Fr Kevin Neal
It was a pretty amazing seventh form and it was one of the last that I had responsibility for as a boarding master and as senior dean.
It was just before I went to the seminary and began the bridging course towards priesthood.
I had the senior boarders to care for from day to day but it was really the whole of seventh form because the boarders and day boys got on so well together that you never knew who would be around the hostel or when.
They got on well as a class, too – probably too well, because they were likely to be at someone’s house baking a cake for some competition instead of being at history or whatever.
Having said that, they did extraordinarily well in class – and are still doing well.
They got on well both in class and on the sports field. Rugby, soccer and basketball were well represented at several different levels, and they gave great leadership to the younger boys. I was quite proud of them when they moved on from the college, both boarders and day boys, and in the various ways that I caught up with them over the years. They seemed to return fairly often.
Then I moved down south, for three years in the seminary. Apart from the occasional meeting, our paths didn’t cross.
It was with some joy, then, that I did meet up with an old boy from that time many years later. He is happily married, raising a family and is doing very well at his job.

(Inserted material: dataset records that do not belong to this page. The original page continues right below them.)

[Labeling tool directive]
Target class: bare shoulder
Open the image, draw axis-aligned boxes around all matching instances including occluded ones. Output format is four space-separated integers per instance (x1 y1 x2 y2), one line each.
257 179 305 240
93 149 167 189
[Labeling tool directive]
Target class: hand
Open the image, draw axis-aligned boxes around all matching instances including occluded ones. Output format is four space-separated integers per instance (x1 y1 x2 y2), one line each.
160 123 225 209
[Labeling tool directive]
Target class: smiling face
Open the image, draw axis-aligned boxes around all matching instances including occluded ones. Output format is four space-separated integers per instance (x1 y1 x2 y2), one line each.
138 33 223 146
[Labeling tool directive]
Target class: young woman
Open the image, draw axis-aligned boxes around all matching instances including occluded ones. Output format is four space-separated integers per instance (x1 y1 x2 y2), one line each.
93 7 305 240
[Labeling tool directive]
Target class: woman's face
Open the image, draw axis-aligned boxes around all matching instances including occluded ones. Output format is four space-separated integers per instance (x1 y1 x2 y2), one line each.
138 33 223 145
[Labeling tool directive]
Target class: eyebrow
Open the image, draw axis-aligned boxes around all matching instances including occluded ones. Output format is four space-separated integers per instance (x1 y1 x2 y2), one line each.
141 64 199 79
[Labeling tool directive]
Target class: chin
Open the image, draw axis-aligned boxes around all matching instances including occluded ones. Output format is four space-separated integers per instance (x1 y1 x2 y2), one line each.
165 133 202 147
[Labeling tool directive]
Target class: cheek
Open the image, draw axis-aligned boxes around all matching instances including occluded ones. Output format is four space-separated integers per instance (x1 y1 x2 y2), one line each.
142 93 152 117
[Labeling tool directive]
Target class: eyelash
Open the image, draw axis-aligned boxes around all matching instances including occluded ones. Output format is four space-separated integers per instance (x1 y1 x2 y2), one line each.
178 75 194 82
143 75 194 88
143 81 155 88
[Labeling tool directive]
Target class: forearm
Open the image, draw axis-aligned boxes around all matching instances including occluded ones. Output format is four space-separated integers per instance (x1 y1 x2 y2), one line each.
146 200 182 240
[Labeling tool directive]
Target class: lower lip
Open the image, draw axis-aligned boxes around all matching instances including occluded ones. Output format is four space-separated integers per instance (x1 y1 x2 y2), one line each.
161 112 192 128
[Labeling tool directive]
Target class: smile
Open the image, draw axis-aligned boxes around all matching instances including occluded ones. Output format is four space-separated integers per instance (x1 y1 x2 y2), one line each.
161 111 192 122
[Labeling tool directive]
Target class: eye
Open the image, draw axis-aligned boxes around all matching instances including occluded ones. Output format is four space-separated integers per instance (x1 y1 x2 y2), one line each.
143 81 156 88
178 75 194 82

I was expecting a cup of coffee and a good yarn, and that would be that. Little did I know that most Saurdays since then the two of us would get together for an extended yarn and coffee somewhere around Palmerston North.
We know the best coffee houses within a 30 kilometre radius of the city and of course I’ve met his wife and grown-up children.
I first met Michael, for that’s his name, in Form 1 at the college, and we met again off and on until he finished seventh form. He’s in forties now, a fine man, and one of many that I’ve known down through the years.
He doesn’t tell me all his troubles and I hope I don’t burden him with too many of mine. We just have a yarn and see a tiny little bit of what lies ahead.
There’s a book on this subject that came across again this morning. It’s called Practising the Power of Now, by the German-Canadian spiritual teacher and best-selling author Eckhart Tolle.
I remember reading this book, before I was laid low with stroke, and thinking that this author was on to something.
He says we can’t do a single thing about the past and the future is a mystery to us, but the present – that is an event of great satisfaction. Just enjoy it.
I think we all have people knocking on our door. If we live in the now, all we have do is let them in.